Almost two-thirds of packaged lots in Throsby fell short of the reserve price at an auction on Wednesday, suggesting the price of land in Canberra may have peaked.
Nine of the Land Development Agency’s 28 lots sold under the hammer and a further two sold immediately after auction.
The price of these lots averaged $1142 per square metre.
The 28 packaged lots comprised a total of 96 single residential blocks, most of them measuring 250 square metres.
Each lot contained between two and six blocks and builders purchased most of the packages.
More than 40 parties registered to bid at the auction and each lot attracted active bidders.
Colliers International general manager of land marketing Shane Radnell said bidding on the remaining 17 lots was just below reserve and the company was negotiating with the highest bidders.
Mr Radnell said he expected the sales would be finalised within the next few days.
“We’re reasonably confident that the under bidders will purchase at the reserve price,” Mr Radnell said.
“[The reserve price] is indicative of the prices we achieved at the first Throsby auction.”
However, industry experts believe the results indicate that the price of land in Canberra has hit its peak.
Master Builders ACT executive director Kirk Coningham said the price of land has become uneconomical for builders.
“It comes to the point where it just becomes too expensive to build a home and extract a profit, particularly on smaller blocks,” Mr Coningham said.
“When you’re getting over $1000 a square metre, it’s some of the most expensive land in Australia for residential building.”
These packages ranged from 2015-square-metre sites for six homes through to a multi-unit 7941-square-metre site permitting up to 24 dwellings.
A further 106 single residential blocks were sold in February, attracting 800 registered parties.
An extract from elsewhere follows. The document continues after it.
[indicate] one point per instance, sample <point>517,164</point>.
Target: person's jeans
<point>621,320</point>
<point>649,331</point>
The auctions were fiercely competitive with blocks selling for an average of $108,000 over reserve for a combined total of $48 million.
The single residential blocks sold for an average of $920 per square metre.
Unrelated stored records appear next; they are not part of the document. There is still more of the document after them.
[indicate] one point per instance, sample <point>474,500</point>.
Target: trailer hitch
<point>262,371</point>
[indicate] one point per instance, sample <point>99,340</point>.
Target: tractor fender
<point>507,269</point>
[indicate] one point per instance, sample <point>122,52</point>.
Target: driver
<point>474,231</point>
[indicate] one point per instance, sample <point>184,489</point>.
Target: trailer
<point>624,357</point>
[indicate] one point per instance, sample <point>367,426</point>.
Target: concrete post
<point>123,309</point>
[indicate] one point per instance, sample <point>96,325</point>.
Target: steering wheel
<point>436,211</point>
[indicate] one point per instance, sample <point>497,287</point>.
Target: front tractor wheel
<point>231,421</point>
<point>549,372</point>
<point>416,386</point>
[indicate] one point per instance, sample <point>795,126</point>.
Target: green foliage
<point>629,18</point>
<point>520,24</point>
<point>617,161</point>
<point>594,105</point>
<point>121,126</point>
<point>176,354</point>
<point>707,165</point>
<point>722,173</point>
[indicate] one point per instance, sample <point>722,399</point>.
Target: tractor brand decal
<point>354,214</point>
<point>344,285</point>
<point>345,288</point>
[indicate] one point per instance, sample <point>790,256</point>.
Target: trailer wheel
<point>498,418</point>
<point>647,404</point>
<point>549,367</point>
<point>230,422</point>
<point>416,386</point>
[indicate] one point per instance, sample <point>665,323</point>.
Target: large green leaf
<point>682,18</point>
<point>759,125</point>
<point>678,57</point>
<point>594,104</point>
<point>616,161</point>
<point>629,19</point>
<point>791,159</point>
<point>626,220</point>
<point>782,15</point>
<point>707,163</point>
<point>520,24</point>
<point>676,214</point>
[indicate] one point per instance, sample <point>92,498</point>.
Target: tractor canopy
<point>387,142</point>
Mr Coningham said buyers eager for a slice of land in an under-supplied market were willing to pay these prices, however it was more difficult for builders who needed to turn a profit.
HIA ACT/southern NSW executive director Greg Weller said the rising cost of land was “concerning for the industry” and more builders were looking outside the ACT for affordable land.
“Builders are finding it difficult to secure land that they can build an affordable product on,” Mr Weller said.